Besides buying the discounted vinyl record albums of mostly flop Broadway musicals at the Jubilee City Discount department store in the summer of 1963, I also bought a cheap model of a tape recorder that used 8-inch reels of recording tape. But the sound quality of the tape recorder's playback of the 8-inch tapes of some radio shows I made was of low quality, and I felt that Jubilee City had ripped me off by selling me such a defective tape recorder.
So I soon gave up attempting to record anything else on my defective tape recorder in Indianapolis and, instead, spent much more time when I lived in Indianapolis taking 8 millimetre moving pictures on my family's cheap Kodak Brownie camera; that I could then project on the Bell & Howell movie projector I had bought with some of the money I had earned from delivering the Indianapolis Times, prior to the summer of 1963.

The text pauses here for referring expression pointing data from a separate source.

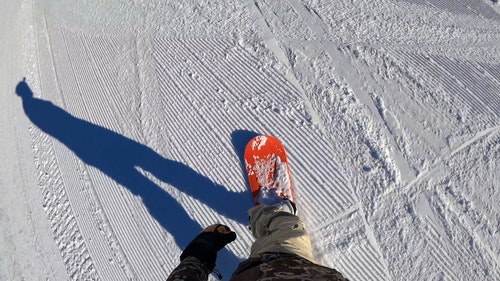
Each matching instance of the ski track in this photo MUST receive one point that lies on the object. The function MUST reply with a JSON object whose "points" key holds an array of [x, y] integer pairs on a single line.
{"points": [[206, 88]]}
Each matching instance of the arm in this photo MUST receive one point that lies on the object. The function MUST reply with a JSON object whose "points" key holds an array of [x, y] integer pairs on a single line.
{"points": [[190, 269], [198, 259]]}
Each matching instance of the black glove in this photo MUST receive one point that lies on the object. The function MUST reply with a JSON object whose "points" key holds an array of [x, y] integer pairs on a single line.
{"points": [[206, 244]]}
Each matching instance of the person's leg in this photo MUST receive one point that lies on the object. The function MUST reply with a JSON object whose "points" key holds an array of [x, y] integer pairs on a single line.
{"points": [[277, 230]]}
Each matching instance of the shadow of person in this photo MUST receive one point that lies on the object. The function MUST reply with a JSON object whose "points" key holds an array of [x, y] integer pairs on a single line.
{"points": [[119, 157]]}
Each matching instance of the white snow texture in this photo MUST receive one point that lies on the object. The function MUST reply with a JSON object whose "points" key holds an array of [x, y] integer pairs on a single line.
{"points": [[132, 141]]}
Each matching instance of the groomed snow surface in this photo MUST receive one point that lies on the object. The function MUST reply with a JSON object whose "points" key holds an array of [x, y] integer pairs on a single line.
{"points": [[132, 141]]}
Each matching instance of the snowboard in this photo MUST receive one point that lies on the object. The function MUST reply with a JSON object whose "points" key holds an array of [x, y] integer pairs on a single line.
{"points": [[267, 168]]}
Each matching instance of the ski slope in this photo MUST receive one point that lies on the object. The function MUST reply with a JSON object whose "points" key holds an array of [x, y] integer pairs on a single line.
{"points": [[132, 140]]}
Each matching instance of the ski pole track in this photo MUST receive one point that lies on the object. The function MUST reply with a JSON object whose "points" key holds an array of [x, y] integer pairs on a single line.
{"points": [[492, 69], [137, 248], [437, 112], [426, 70], [67, 236], [342, 182], [452, 87], [71, 243], [485, 90]]}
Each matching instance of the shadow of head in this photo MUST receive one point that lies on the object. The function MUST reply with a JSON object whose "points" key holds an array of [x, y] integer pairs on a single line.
{"points": [[23, 90]]}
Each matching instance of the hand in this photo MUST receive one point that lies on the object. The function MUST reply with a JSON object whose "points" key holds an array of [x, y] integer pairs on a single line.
{"points": [[206, 244]]}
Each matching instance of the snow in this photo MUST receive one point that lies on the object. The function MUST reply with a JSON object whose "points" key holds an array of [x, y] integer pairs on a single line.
{"points": [[133, 139]]}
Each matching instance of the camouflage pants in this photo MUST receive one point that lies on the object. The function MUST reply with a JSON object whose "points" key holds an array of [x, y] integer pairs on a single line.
{"points": [[278, 231]]}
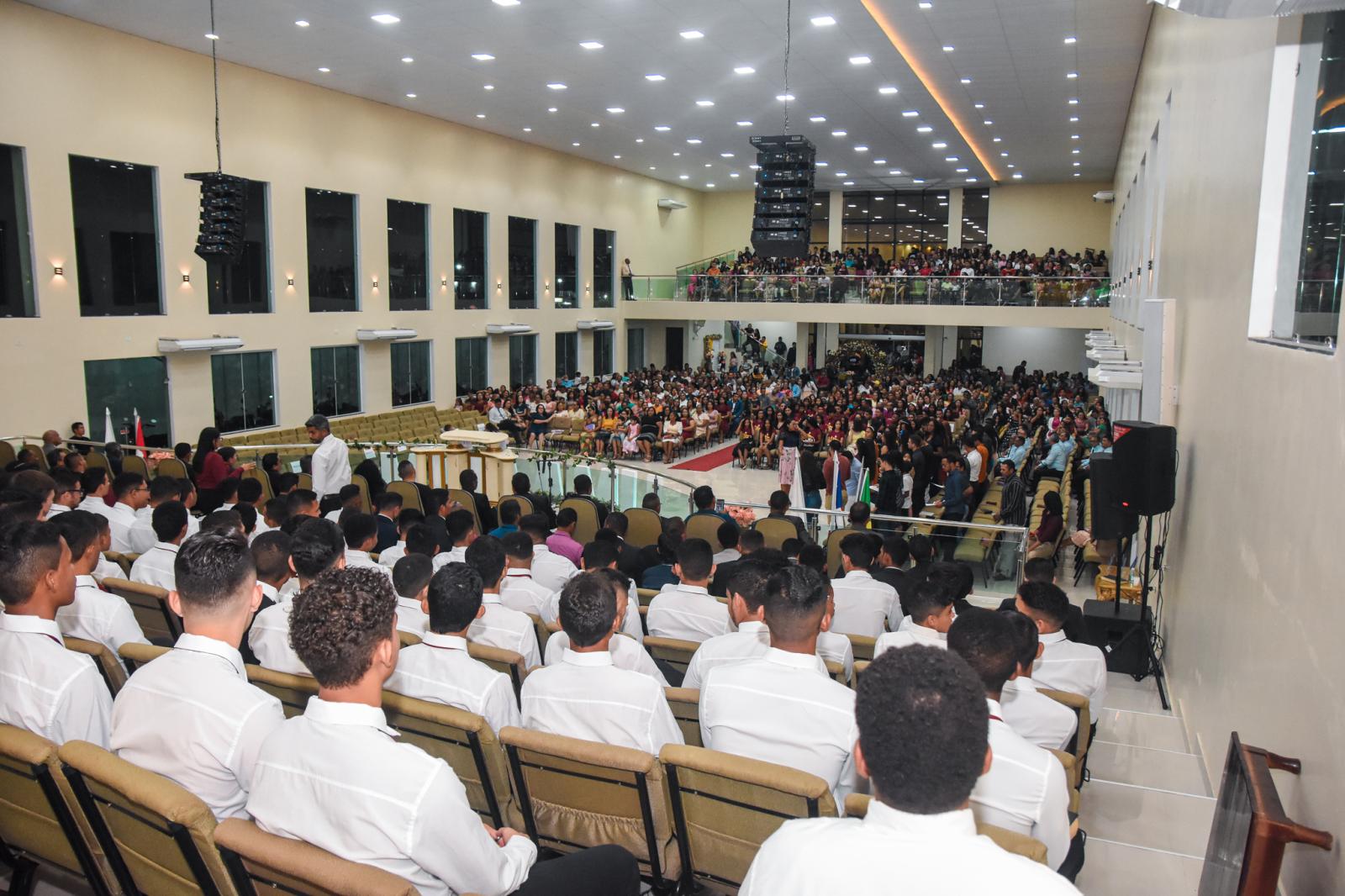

Don't remember much else I did alone outside during the weekdays of the summer of 1963, except exploring alone a few times the park forest area north of Butler University's campus, near or in Holcomb Gardens, which was within walking distance of where I lived; and also walking alone once in Holiday Park, much further north in "Naptown," one day.
On weekday evenings, most of my time was spent either watching TV after dinner, with my parents or alone, in the living room, and then, after we all went upstairs to prepare for bed, usually reading some book in bed for awhile in my own bedroom, before getting tired enough to fall asleep by around 11:30 p.m.. Can't recall listening alone to much music over the radio in my bedroom, or even listening to the radio much at all when in my bedroom alone during the summer weeknights or even weekdays of 1963. And most of whatever saxophone practicing fro about an hour every few days that I did in the summer of 1963 on weekdays was done in the late afternoon or early evening before dinner was served.
On a few very hot summer nights, my parents and I sat outside on the front porch at the same time that the neighbors who rented the other part of the duplex house we lived in, the Griffiths, were sitting outside on porch; on the other side of the small wooden divider that separated their side of the porch from our side.
The Griffiths were personally friendly in a Midwestern regional sort of way. They seemed to have just lived in Indiana for their whole lives and appeared to be in their late 50's or early 60's. And the daughter or daughters they had raised in their half of the duplex house in which they lived for a long time, who were sitting with them once when my parents and I were also sitting on the porch, either no longer lived with them (or were never noticed by me more than a few times during the year and a half I lived next door to the Griffiths).
So it appeared that neither the Griffiths nor my parents felt they had much in common enough for them to be able to converse on any kind of regular basis on the front porch of the house. And I have the feeling that Mr. Griffith's political views in the early 1960's pretty much reflected the right-wing conservative Republican Party, pro Goldwater political views of the Indianapolis Star and its then-owner, rather than the politically liberal views of newspapers like the then-Dorothy Schiff-owned New York Post or the New York Times, that my parents both then had.
And since the side of the duplex house we rented had an air-conditioning unit in its living room, even if the summer nights in 1963 became excessively hot, my parents and I were able to avoid both the hot summer evenings and the risk of having to chat with the friendly, but possibly right-wing conservative Mr. Griffith, by just spending most of the hot summer evenings, not on the porch, but in our living room with the air-conditioning unit on.